What is a function? A function is a procedure that typically takes one or more objects as arguments (aka, inputs), does something with those objects, then returns a new object. For example, the mean() function we used above takes a vector object, like tattoos, of numeric data as an argument, calculates the arithmetic mean of those data, then returns a single number (a scalar) as a result. A great thing about R is that you can easily create your own functions that do whatever you want – but we’ll get to that much later in the book. Thankfully, R has hundreds (thousands?) of built-in functions that perform most of the basic analysis tasks you can think of.

99% of the time you are using R, you will do the following: 1) Define objects. 2) Apply functions to those objects. 3) Repeat!. Seriously, that’s about it. However, as you’ll soon learn, the hard part is knowing how to define objects they way you want them, and knowing which function(s) will accomplish the task you want for your objects.
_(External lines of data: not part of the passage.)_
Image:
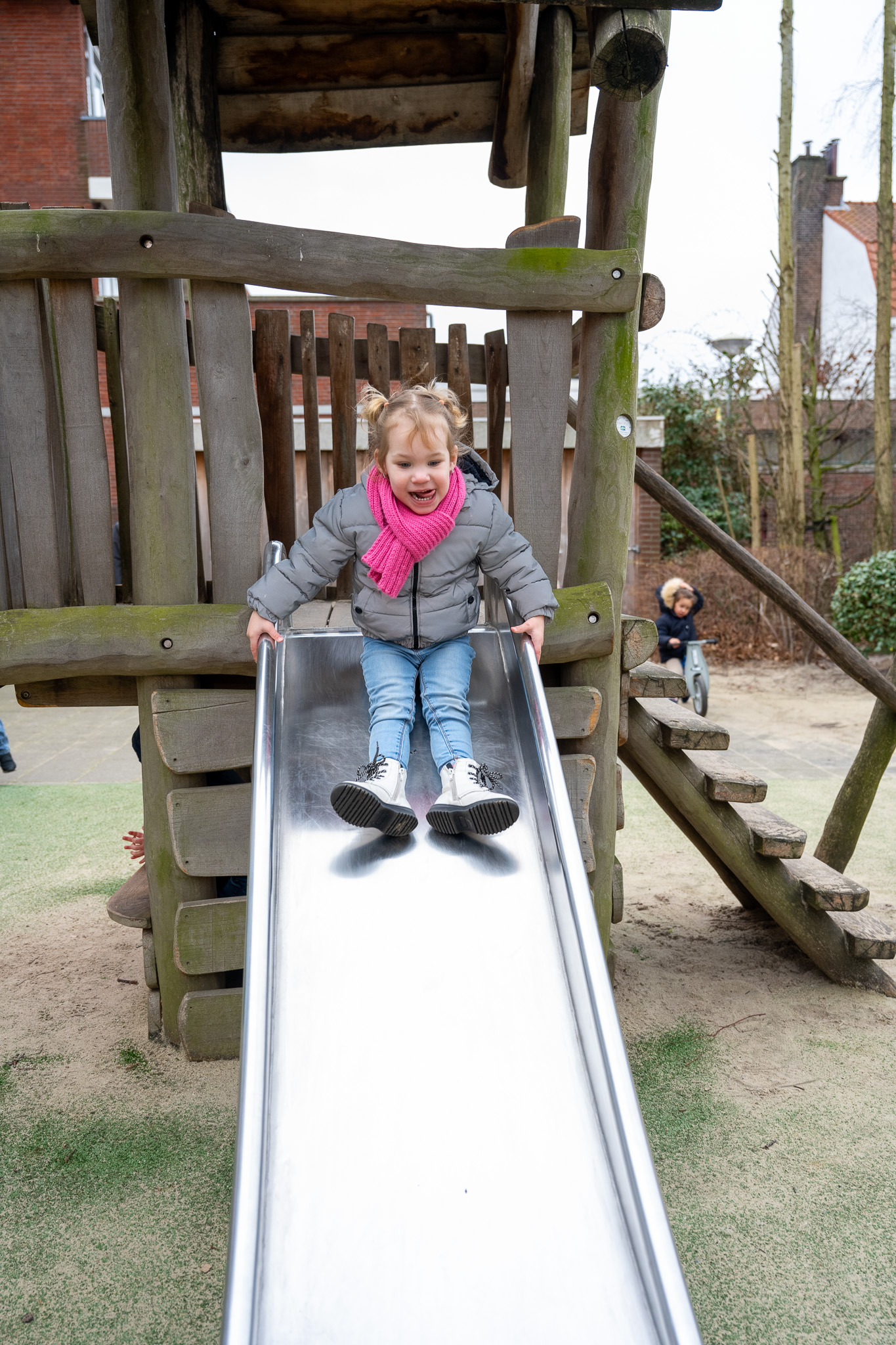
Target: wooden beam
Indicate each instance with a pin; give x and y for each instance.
(508, 164)
(274, 385)
(629, 53)
(81, 244)
(550, 114)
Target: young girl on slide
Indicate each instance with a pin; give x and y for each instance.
(419, 526)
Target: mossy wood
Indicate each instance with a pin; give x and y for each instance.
(770, 881)
(210, 829)
(205, 731)
(79, 244)
(211, 935)
(210, 1024)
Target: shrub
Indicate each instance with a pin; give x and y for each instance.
(864, 604)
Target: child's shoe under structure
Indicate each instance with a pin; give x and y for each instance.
(469, 803)
(377, 798)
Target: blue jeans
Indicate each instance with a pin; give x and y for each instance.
(391, 673)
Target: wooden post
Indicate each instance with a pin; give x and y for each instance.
(756, 518)
(458, 377)
(344, 413)
(274, 386)
(550, 110)
(120, 443)
(74, 337)
(310, 413)
(417, 355)
(159, 422)
(190, 33)
(620, 174)
(378, 361)
(496, 382)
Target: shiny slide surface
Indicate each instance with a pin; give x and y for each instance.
(438, 1139)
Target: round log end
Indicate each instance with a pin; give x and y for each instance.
(653, 301)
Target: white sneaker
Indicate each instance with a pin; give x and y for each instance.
(377, 798)
(468, 802)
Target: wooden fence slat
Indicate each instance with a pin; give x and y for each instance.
(496, 382)
(274, 384)
(74, 338)
(344, 417)
(120, 441)
(417, 355)
(378, 358)
(232, 435)
(539, 362)
(312, 422)
(23, 410)
(458, 376)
4.4.1 Numbers versus characters

For the most part, objects in R come in one of two flavors: numeric and character. It is very important to keep these two separate as certain functions, like mean(), and max() will only work for numeric objects, while functions like grep() and strtrim() only work for character objects.

A numeric object is just a number like 1, 10 or 3.14. You don’t have to do anything special to create a numeric object, just type it like you were using a calculator.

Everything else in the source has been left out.